One advantage of Rails is the controller. We can fetch all data in s single cache lookup. Of course it'd be possible to put everything needed in a single lookup in Next.js too, but then we wouldn't be leveraging RSCs.

I tried self-hosting Next.js on Digital ocean, but it crashed due to memory leaks without a clear way to understand where the leak was. Google Cloud Run and Vercel worked because it would restart each endpoint. We have more (and cheaper) hosting options with Rails.


This is my exact criticism of RSCs, they basically encourage the N+1 query problem. Basically nobody should be organizing their data fetches like this.

We have one developer (me) and we're bootstrapped and not yet profitable. That means I'm paying the difference every month in hosting and working for free. The site makes it look like we have a lot more together than we are.

Fair enough. I think I misinterpreted the "as new team members joined" paragraph as talking about other engineers.
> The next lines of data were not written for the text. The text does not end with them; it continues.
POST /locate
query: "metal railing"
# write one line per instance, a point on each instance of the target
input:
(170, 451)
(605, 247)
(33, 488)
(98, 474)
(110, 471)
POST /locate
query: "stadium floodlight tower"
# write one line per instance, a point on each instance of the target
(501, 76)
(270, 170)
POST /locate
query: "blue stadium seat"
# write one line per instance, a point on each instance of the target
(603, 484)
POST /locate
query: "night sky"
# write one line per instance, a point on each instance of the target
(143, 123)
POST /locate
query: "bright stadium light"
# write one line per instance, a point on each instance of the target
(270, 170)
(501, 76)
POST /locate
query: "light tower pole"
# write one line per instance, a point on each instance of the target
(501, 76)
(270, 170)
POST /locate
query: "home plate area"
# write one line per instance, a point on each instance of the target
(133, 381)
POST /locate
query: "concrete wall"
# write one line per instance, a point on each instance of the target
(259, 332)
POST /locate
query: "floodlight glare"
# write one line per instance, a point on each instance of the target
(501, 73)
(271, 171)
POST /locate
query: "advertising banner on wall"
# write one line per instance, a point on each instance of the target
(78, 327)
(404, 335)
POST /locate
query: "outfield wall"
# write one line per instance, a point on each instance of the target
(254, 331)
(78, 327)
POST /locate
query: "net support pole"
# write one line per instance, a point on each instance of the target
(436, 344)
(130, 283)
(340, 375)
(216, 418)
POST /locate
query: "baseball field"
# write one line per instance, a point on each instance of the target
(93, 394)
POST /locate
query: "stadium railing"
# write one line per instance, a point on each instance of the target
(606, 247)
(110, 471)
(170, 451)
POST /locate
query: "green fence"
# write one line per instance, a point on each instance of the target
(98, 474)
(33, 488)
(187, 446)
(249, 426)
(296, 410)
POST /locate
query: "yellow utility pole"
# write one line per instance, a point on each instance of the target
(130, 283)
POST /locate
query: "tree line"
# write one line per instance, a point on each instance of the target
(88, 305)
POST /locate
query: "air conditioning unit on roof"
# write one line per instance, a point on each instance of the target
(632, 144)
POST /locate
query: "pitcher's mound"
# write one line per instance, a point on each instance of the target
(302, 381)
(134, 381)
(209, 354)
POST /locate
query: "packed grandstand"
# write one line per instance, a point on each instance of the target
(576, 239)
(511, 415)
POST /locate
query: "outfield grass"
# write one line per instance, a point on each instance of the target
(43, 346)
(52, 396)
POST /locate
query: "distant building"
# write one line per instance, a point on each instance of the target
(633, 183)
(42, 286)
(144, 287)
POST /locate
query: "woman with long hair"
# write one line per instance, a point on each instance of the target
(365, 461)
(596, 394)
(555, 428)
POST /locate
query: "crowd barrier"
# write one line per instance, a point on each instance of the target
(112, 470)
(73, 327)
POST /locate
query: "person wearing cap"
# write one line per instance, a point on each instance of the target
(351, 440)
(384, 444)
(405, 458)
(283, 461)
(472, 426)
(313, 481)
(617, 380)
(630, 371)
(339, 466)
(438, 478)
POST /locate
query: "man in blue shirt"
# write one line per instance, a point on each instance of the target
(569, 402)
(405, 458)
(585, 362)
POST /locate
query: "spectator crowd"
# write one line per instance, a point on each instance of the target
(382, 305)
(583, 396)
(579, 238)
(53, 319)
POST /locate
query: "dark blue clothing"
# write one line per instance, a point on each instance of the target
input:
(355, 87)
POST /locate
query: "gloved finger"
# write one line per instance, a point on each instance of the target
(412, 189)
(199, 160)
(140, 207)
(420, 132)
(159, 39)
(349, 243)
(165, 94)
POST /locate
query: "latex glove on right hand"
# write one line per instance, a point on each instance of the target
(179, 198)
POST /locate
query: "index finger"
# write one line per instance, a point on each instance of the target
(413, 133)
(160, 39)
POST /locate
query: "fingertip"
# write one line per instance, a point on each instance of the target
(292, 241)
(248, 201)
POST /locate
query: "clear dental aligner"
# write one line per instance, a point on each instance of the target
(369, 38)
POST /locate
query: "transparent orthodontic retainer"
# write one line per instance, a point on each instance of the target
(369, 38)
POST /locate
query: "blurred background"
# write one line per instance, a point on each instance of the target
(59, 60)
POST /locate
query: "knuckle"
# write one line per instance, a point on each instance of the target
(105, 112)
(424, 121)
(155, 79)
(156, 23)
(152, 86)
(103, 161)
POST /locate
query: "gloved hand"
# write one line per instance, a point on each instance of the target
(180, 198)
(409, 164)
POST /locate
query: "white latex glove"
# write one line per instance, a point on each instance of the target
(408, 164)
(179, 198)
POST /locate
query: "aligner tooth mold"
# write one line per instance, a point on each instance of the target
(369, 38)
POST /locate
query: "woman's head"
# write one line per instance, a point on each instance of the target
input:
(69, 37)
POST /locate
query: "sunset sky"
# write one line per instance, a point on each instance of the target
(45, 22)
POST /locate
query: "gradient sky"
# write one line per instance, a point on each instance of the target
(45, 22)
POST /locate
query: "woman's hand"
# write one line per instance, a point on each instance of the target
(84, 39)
> Sure, some use-cases might warrant the flexibility that GraphQL uses. A book tracking app does not.

I agree! If you're in control of the experience, then I wouldn't choose GraphQL for a limited experience either.

The project started because Goodreads was retiring their API, and I wanted to create something better for the community. I have no idea how people will use it. The more we can provide, and the more flexible it is, the more use cases it'll solve.

So far we have hundreds of people using the GraphQL API for all kinds of things I'd never expect. That's the selling point of GraphQL for me - being able to build and figure out the use case later.

But I would never want to create a GraphQL API from scratch (not again). In this case, Hasura handles that all for us. In our case it was easier than creating a REST API.


Thanks for the comments! You hit on a lot of why our app is structured the way it is. I agree too, we could've put those investments into Next.js rather than migrating to Rails. The difference was with Rails I could envision what the endpoint looked like (codebase, costs, caching, dev env, deployment, hosting options, etc). If we were to invest that time Next.js, some of those answers were (and still are) unclear. Agree we could still get there, it just wouldn't be as clear a path.

That's a fair argument. And to be clear (because my original comment might read as negative), I do like hardcover a lot. It might not work sometimes, but I still use it to track all my reading, because the ui is charming, because it has a good, open api and because it's very clearly made by people who really like reading. Wishing you all the success you can get!

That is one of the slower pages on the entire app. I'd like to move that one to use an InertiaRails.deferred setup, so it loads instantly with a loading spinner - like you'd see with Suspense + RSC. (Hardcover founder here)

We recently did a major migration from Next.js to Ruby on Rails with Inertia that took a few months. I wanted to share some of the thought process behind that decision, how we made it and what the change looked like in practice.

Inertia.js turned out to be amazing for this switch, and turned me into a big fan of Vite and Rails.


Did you miss the DX of React Server Components at all when switching to Inertia?

I haven't so far. I’ve preferred the new way:

With RSCs, I’d have code scattered throughout components that would hit APIs to get data.

With Rails + Inertia, that code is all in a Rails controller - usually with a serializer.

I’m still getting used to using InertiaRails.optional there which is what’s needed for a Suspense like experience w/Inertia. Having everything in controllers again is nice.


Thanks for the post! I noticed an uptick in referrals from YC for a little while just from this.